Molte poi le proposte che nella frantumazione odierna della scena jazzistica stanno decisamente a sé. Arto Lindsay ha irrorato più del solito lo stralunato Brasile a cui è affezionato con la sua chitara al vetriolo (fra diverse proposte di improvvisazione elettronica il festival ha presentato tra l'altro anche quella di Ikue Mori, vent'anni fa sua partner, alla batteria, nei devastanti Dna). Godibilissimo il Richard Galliano di un New York Tango in verità diventato molto italiano: accanto a Stefano Bollani al pianoforte e a Mark Feldman al violino, Furio Di Castri e Roberto Gatto hanno avuto il compito non ovvio, ma assolto brillantemente, di rimpiazzare al contrabbasso e alla batteria due musicisti di notevole classe come gli originariamente previsti Scott Colley e Clarence Penn.Il New York Tango è apparso di gran gusto, con begli arrangiamenti e magnifici colori. Quella certa mancanza di riflessione e di autentico pathos che è caratteristica di Galliano si fa comunque sentire, ma siamo nell'ambito di qualcosa di elegante, che non scade mai, come a volte al fisarmonicista francese avviene, nella banalità. Rimarchevole, e trionfale, l'esibizione di Gianluigi Trovesi e di Gianni Coscia, che hanno portato a Saalfelden il reperorio del loro recente album per l'Ecm, In cerca di cibo, offrendone un'esecuzione estremamente sorvegliata, calibratissima nell'espressione e nelle dinamiche, forse persino più sofisticata di quella dello stesso disco: veramente straordinaria in questa occasione la capacitàdel clarinettista e del fisarmonicista di proporre l'evocazione di un mondo popolare di estremo nitore e sobrietà, un distillato che è riuscito ad evitare da una parte il rischio dell'asetticità, dall'altro quello di indulgere al popolaresco. Esuberante e spettacolare, ma un po' troppo magniloquente, il pianismo di Chucho Valdes, il fondatore dell'orchestra cubana Irakere.

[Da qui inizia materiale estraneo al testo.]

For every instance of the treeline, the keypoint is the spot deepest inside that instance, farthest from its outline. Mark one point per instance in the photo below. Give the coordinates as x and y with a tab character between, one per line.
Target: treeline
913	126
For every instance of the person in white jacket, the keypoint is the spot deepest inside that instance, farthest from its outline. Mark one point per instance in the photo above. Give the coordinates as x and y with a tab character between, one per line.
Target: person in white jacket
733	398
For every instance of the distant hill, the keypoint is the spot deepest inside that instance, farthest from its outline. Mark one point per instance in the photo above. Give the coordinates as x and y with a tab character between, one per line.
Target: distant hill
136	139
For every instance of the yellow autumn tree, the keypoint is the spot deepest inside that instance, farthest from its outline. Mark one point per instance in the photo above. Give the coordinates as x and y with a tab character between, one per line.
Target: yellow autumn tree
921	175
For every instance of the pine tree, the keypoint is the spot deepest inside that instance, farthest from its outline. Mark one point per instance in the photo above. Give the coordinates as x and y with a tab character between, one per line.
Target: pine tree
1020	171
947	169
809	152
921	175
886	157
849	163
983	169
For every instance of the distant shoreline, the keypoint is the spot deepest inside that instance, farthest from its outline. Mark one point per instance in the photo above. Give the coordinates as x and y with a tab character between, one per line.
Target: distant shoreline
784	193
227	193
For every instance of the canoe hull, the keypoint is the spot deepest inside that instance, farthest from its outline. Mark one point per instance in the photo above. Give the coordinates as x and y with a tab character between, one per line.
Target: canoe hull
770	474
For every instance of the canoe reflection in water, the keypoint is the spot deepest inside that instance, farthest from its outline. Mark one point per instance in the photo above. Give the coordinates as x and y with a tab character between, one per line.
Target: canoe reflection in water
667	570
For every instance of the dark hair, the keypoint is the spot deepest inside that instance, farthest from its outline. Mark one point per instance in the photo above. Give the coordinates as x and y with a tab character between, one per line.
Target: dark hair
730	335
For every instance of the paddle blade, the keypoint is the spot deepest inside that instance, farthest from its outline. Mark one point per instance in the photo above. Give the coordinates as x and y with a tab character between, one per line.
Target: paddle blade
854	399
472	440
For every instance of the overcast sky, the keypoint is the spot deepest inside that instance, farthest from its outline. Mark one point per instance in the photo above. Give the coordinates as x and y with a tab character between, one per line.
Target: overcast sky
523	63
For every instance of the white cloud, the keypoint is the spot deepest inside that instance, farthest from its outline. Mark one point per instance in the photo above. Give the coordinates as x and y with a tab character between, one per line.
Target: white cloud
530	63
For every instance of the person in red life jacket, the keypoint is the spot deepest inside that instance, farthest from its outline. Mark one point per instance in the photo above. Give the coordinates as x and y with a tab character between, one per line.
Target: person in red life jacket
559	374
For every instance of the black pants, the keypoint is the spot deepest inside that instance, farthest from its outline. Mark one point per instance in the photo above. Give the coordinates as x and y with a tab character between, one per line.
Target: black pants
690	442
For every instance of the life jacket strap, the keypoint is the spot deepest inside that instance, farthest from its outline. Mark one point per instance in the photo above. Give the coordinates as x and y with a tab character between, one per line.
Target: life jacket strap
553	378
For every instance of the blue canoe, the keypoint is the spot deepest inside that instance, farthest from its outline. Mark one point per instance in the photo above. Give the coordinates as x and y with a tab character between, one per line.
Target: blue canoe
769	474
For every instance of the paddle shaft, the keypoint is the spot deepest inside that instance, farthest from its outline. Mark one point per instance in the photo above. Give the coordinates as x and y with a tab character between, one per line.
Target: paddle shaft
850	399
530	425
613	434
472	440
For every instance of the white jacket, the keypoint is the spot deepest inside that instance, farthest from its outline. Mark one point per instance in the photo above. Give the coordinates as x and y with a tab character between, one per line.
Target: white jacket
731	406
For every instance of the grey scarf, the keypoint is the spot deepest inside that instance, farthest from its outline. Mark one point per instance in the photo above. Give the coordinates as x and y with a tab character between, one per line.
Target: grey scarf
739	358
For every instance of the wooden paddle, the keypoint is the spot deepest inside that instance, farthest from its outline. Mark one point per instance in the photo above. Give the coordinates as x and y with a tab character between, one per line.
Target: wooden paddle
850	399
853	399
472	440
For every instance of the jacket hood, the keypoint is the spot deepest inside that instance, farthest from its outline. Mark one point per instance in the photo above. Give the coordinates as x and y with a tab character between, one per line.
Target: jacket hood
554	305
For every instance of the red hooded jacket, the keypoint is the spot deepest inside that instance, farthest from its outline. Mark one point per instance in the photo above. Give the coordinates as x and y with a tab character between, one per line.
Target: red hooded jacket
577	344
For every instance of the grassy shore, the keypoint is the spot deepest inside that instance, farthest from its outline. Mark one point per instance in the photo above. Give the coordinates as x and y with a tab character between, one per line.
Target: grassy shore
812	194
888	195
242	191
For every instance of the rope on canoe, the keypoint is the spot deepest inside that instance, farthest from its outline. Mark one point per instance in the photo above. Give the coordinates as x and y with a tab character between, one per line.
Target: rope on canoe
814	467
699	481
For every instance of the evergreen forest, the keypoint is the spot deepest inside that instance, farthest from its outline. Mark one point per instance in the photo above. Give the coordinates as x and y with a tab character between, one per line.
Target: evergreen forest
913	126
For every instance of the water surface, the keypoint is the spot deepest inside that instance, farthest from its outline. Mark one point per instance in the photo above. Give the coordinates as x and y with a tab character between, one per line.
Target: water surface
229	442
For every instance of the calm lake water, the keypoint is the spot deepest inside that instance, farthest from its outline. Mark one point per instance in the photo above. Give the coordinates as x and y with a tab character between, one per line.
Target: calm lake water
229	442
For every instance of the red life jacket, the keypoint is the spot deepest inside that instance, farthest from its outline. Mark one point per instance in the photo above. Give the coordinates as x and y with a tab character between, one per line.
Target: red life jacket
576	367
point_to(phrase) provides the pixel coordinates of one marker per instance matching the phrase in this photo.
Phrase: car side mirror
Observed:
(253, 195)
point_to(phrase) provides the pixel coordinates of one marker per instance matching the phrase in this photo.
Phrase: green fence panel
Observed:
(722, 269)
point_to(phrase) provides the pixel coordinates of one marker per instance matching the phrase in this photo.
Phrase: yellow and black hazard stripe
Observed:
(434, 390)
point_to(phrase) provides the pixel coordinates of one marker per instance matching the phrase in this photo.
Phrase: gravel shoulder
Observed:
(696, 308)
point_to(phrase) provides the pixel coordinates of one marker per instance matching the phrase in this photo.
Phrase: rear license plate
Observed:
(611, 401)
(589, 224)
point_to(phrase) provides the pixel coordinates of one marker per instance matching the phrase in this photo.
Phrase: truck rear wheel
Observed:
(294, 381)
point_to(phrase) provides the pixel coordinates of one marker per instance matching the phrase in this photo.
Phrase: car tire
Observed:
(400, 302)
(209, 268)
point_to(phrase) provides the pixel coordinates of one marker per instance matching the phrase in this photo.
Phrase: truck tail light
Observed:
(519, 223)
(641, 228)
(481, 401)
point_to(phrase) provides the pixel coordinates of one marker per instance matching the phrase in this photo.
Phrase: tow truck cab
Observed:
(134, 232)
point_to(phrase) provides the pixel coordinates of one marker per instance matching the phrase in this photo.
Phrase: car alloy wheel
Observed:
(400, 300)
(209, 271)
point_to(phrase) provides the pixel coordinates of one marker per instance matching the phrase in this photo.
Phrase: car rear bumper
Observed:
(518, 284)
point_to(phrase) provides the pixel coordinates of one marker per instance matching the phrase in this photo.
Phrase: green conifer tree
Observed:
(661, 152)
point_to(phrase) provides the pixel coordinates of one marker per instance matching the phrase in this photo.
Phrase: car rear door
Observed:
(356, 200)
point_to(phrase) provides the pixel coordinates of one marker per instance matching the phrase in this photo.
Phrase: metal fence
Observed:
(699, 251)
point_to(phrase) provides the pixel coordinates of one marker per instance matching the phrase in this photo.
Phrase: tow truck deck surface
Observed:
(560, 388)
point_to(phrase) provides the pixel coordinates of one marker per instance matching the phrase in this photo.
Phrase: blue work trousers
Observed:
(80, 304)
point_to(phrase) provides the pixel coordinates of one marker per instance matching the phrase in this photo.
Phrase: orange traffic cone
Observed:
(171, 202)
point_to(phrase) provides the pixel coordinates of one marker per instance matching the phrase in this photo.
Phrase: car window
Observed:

Da ricordare, ancora, almeno tre voci fuori dal comune. Quella di David Moss, impegnato con il suo humour e il suo virtuosismo irresistibili nella peraltro discutibile operazione di Uri Caine sulle Variazioni Goldberg. Quella di Phil Minton, prepotentemente in forma col quartetto 4 Walls. E quella di Diamanda Galas, che in uno dei set più seguiti e apprezzati ha inanellato blues, canzoni in greco, turco, arabo-egiziano, tedesco e italiano (una poesia di Pasolini, già incisa su disco), e ha toccato forse il punto più alto con una notevole, originalissima interpretazione di Lonely Woman di Coleman. Tanto severa e attenta a creare un rituale in scena, la cantante, quanto affabile e spiritosa -magari anche abbordando il tema dell proprie ossessioni intorno alla morte - nel riportare per terra il proprio personaggio in un breve incontro con il pubblico: "Penso che devi o non parlare o parlare molto forte. Io per esempio grido sempre, anche quando parlo al telefono: mi viene molto naturale".